Мы разговаривали долго и обстоятельно. Опустошили почти всю бутыль. Ночевать я остался у Михалыча, а утром отправился в Псков. Он подробно рассказал мне об устройстве города. Свою старую одежду и пистолет я велел Михалычу надежно припрятать. Камуфляжный наряд и оружие, уверен, еще мне пригодятся.
* * *
По дороге к городу наткнулся на поселение. Или уже пригород, или окрестная деревенька, сразу и не понял. Возле криво сколоченной деревянной тумбы кучковались местные жители. Меня они не видели, развесистый куст надежно укрывал от любопытных глаз. Впрочем, кажется, им настолько не было ни до кого дела, что я спокойно мог выйти прямо на раздолбанную дорогу и сплясать цыганочку с выходом.
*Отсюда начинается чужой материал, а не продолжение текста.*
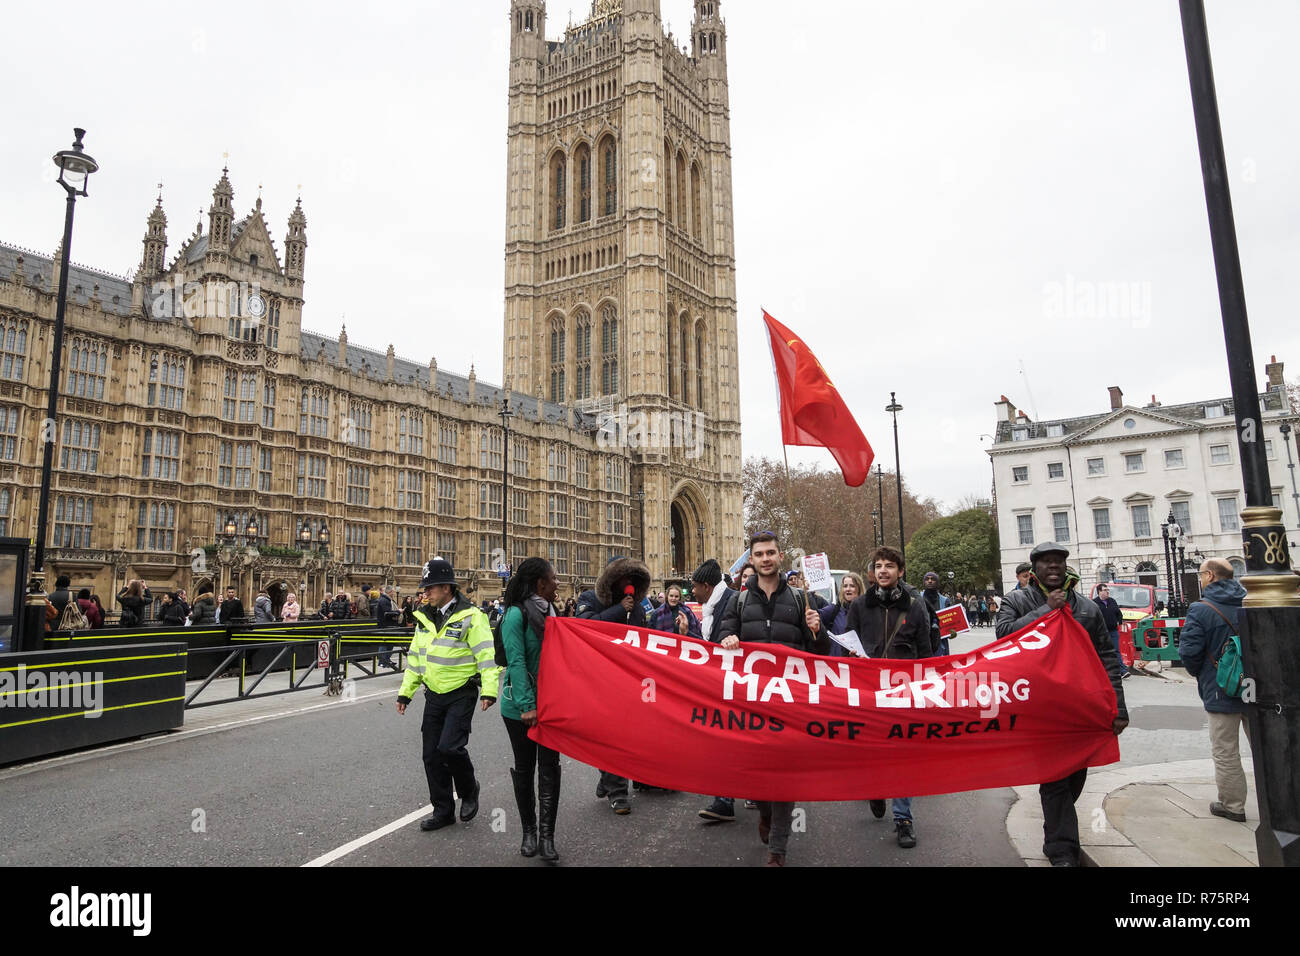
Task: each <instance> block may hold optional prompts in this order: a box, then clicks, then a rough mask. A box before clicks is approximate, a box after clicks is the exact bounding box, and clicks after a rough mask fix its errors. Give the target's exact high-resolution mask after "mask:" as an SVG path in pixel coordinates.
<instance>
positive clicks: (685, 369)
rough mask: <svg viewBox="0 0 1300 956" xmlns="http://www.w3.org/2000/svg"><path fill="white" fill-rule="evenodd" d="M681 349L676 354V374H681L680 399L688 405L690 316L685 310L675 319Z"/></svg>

Разговаривала компашка шумно, перебивая друг друга и размахивая руками. А вот предмет их обсуждений мне с моего наблюдательного пункта было не видно — яблоко раздора было плоским, бумажным и пришпиленным к той самой тумбе.
«Объявление какое-то обсуждают», — догадался я. До меня из разговора обитателей деревни доносились только отдельные слова, но суть была понятна — возмущены они сверх меры и вовсе не горят желанием тащить в школу мясо-млеко-яйки на прокорм захватчикам. А на школе, одноэтажном белом здании на другой стороне небольшой площади, уже красовались красные полотнища со свастиками, а у крыльца поблескивал черными лаковыми боками Опель-капитан.
Дверь школы распахнулась, на крыльцо вышли три человека. Одеты они были как местные, да и рожи вовсе не истинно-арийские, у того, что справа, на скуле набух яркий кровоподтек, мужичок в центре, несмотря на полосатый пиджачок и модный картузик, явно любит прибухнуть при случае и без такового. На носу написано сизым цветом. Единственным существенным отличием от тусовки возле тумбы были белые повязки на рукаве. И они были вооружены.
От компании «возмущенцев» отделился особенно смелый и воинственно настроенный дедок. Приблизился к троице на крыльце и принялся что-то горячо им втолковывать, размахивая для подкрепления своих слов руками.
Зря я остановился посмотреть, что за шум. Я отлично знал, что сейчас произойдет. Никаким Нострадамусом быть не надо.